Canavero caused a stir in 2017 when he announced that a team he advised in China had exchanged heads between two corpses. But he never convinced skeptics that his technique could succeed—or to believe his claim that a procedure on a live person was imminent. The Chicago Tribune labeled him the “P.T. Barnum of transplantation.”

Canavero withdrew from the spotlight. But the idea of head transplants isn’t going away. Instead, he says, the concept has recently been getting a fresh look from life-extension enthusiasts and stealth Silicon Valley startups.

Career path

It’s been rocky.
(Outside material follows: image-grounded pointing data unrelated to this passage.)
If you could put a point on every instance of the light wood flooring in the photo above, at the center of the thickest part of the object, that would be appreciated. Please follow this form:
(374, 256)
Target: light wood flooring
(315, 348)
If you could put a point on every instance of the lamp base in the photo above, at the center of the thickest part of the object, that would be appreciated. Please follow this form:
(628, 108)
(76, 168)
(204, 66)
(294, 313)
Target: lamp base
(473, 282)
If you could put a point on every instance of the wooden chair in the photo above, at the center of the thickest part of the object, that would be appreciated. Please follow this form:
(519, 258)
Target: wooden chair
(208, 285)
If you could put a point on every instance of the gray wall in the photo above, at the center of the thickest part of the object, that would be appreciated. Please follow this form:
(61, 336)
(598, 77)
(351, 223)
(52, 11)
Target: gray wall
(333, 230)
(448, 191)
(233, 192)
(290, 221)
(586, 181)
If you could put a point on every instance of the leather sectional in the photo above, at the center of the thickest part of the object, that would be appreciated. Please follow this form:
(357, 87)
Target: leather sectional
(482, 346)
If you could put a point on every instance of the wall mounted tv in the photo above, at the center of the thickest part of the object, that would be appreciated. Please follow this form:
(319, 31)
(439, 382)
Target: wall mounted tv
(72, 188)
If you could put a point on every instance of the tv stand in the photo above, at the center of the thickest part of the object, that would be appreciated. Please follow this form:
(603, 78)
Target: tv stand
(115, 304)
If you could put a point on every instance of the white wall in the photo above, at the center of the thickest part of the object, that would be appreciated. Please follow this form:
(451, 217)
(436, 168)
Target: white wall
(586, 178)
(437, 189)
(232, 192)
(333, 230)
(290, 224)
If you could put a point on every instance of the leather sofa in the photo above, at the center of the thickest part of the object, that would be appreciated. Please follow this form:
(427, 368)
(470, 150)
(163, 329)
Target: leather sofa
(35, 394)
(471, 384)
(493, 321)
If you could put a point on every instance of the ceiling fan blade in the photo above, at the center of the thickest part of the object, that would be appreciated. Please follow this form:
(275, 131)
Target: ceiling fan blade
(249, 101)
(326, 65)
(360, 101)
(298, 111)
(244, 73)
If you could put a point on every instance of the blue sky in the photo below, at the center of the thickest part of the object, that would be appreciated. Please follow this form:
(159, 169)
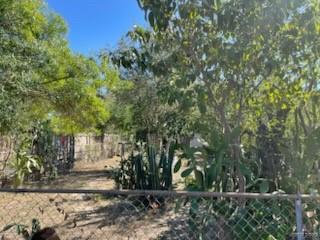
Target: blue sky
(97, 24)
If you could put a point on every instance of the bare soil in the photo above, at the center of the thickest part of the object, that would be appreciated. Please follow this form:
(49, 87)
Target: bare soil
(83, 216)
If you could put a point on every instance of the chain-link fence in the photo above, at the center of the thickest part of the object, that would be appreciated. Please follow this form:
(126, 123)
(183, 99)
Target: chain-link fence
(98, 214)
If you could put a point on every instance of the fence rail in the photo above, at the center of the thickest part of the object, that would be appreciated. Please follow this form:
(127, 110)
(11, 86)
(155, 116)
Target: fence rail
(143, 214)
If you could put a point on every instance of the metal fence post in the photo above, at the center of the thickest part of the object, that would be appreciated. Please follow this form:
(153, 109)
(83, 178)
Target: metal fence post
(299, 221)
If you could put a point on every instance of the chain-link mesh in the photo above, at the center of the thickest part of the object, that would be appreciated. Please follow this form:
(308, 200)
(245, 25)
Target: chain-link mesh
(153, 215)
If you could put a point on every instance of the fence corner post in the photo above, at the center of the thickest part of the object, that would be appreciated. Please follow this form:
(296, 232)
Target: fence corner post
(299, 221)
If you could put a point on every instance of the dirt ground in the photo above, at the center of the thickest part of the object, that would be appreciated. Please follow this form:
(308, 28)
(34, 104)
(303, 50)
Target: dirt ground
(91, 175)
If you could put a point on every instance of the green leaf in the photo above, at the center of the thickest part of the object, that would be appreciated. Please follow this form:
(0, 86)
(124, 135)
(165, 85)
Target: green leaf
(245, 170)
(186, 172)
(264, 186)
(199, 178)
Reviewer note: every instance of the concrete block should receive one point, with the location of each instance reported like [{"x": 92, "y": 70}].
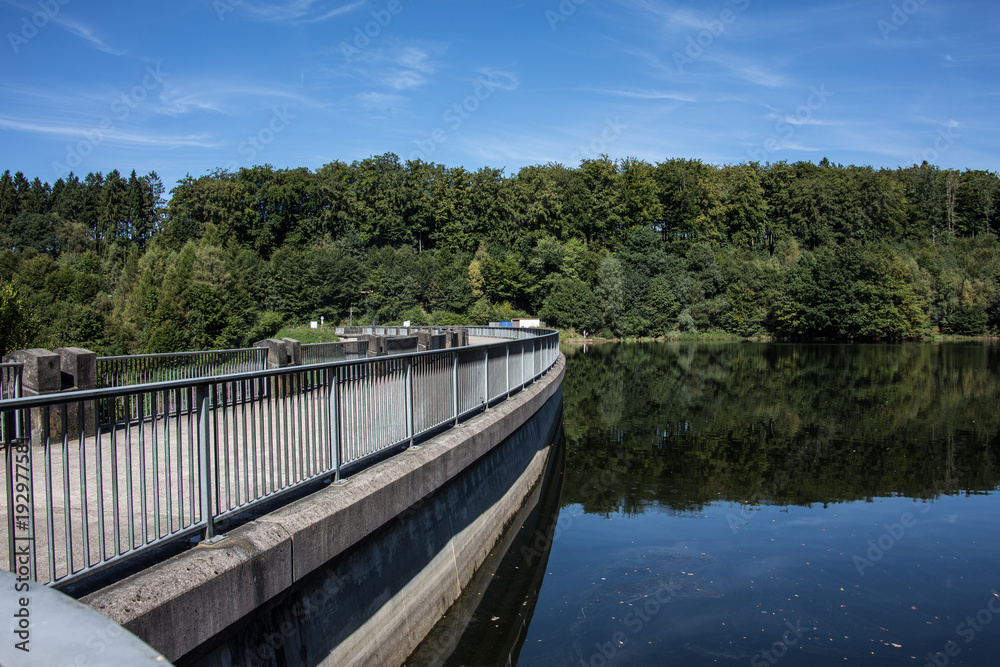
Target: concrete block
[
  {"x": 41, "y": 373},
  {"x": 400, "y": 344},
  {"x": 78, "y": 368},
  {"x": 293, "y": 349},
  {"x": 277, "y": 352}
]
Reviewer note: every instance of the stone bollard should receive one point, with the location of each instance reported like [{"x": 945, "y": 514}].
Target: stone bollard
[
  {"x": 376, "y": 345},
  {"x": 282, "y": 353},
  {"x": 356, "y": 349},
  {"x": 40, "y": 376},
  {"x": 400, "y": 344},
  {"x": 78, "y": 369}
]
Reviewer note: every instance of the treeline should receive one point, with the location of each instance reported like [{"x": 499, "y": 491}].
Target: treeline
[{"x": 615, "y": 248}]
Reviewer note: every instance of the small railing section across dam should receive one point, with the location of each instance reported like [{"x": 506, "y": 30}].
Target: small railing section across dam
[{"x": 84, "y": 488}]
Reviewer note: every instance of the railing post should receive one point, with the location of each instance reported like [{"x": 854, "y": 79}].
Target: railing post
[
  {"x": 24, "y": 521},
  {"x": 454, "y": 381},
  {"x": 335, "y": 424},
  {"x": 204, "y": 459},
  {"x": 409, "y": 398},
  {"x": 486, "y": 378},
  {"x": 506, "y": 366}
]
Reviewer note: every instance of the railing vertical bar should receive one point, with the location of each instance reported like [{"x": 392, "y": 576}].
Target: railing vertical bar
[
  {"x": 204, "y": 465},
  {"x": 155, "y": 447},
  {"x": 67, "y": 503},
  {"x": 130, "y": 503},
  {"x": 335, "y": 440},
  {"x": 8, "y": 468},
  {"x": 454, "y": 382},
  {"x": 409, "y": 398}
]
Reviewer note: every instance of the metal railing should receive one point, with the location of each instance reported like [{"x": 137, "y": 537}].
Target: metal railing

After he began publishing his surgical ideas a decade ago, Canavero says, he got his “pink slip” from the Molinette Hospital in Turin, where he’d spent 22 years on staff. “I’m an out-of-the-establishment guy. So that has made things harder, I have to say,” he says.  

Why he persists

No other solution to aging is on the horizon. “It’s become absolutely clear over the past years that the idea of some incredible tech to rejuvenate elderly people—­happening in some secret lab, like Google—is really going nowhere,” he says. “You have to go for the whole shebang.”

The whole shebang?

He means getting a new body, not just one new organ. Canavero has an easy mastery of English idioms and an unexpected Southern twang. He says that’s due to a fascination with American comics as a child. “For me, learning the language of my heroes was paramount,” he says. “So I can shoot the breeze.” 

Cloned bodies

Canavero is now an independent investigator and has advised entrepreneurs who want to create brainless human clones as a source of DNA-matched organs that wouldn’t get rejected by a recipient’s immune system. “I can tell you there are guys from top universities involved,” he says.

What’s next

Combining the necessary technologies, like reliably precise surgical robots and artificial wombs to grow the clones, is going to be complex and very, very expensive. Canavero lacks the funds to take his plans further, but he believes “the money is out there” for a commercial moonshot project: “What I say to the billionaires is ‘Come together.’ You will all have your own share, plus make yourselves immortal.”